Maybe you need additional training on the mobile module. Or maybe you need to training on the reports. Especially now, MicroMain’s latest release, they have a new report and dashboard that gives some pretty comprehensive reporting in addition to the existing reports we have. A lot of people may want a training on the new reports, because a lot of these new reports allow a lot of ways to analyze and slice and dice the data and set up charts and graphs and add those items to your dashboards. Again, identify anything that you might need retraining on or fresh training, if it’s an upgrade, and plan that in your budget as well.

Finally, here, implement the new programs. Fully utilize the software to gather reliable data. Train your team, as I was mentioning earlier, on the process changes, and then update your PM to meet your needs.

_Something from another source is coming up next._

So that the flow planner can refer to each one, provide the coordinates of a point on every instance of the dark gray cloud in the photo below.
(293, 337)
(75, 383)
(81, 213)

Again, when you are implementing these new… whether it’s a new program, or you are just implementing new procedures, everyone needs to be on the same page, which means everyone needs to be trained.

But in order to start these new programs, you need to do a look-back to see “What did we do, how we are doing?” Look at the reports that will measure that, and then decide what types of changes will enhance your effectiveness of your maintenance programs. I know that MicroMain can do what we call kind of a data optimization, if you will, where we will look at your program, and we will make recommendations and say, “Maybe you’re not using account codes or department codes or cost centers, or you don’t have your parts in correctly.” So we’ll go in, and we’ll do analysis and make some recommendations so that you can improve your processes. These are all things that can be done.

We’ll just take a look at this last slide here. It’s just kind of wrap up of what we need to do at the end of the year. As I mentioned, first you want to you review and update any of your maintenance processes. Clean up your data and show reporting accuracy. Make sure you have the good data in, because that will ensure you get good data out. Run your end- of-the-year reports. Provide actionable data.

Again, run all these reports about budgets, and how are your guys are doing, and how is your parts usage, and what are your costs of maintenance, so that you can see how you have done, and then budget to meet your…as in this case, not 2014, but 2016 goals, and then decide which new programs you might need to implement. Any new modules, or perhaps you might not be using the full extent of the current program you have. Maybe you’re only using the PM side and now you have opportunity to add the work order side to it, or perhaps you’re not using parts.

 

You may just want to add the parts functionality to it. A lot of times, I find customers who are using just a fraction of what the program offers. So that’s, again, part of implementing new programs. I thank you for your time.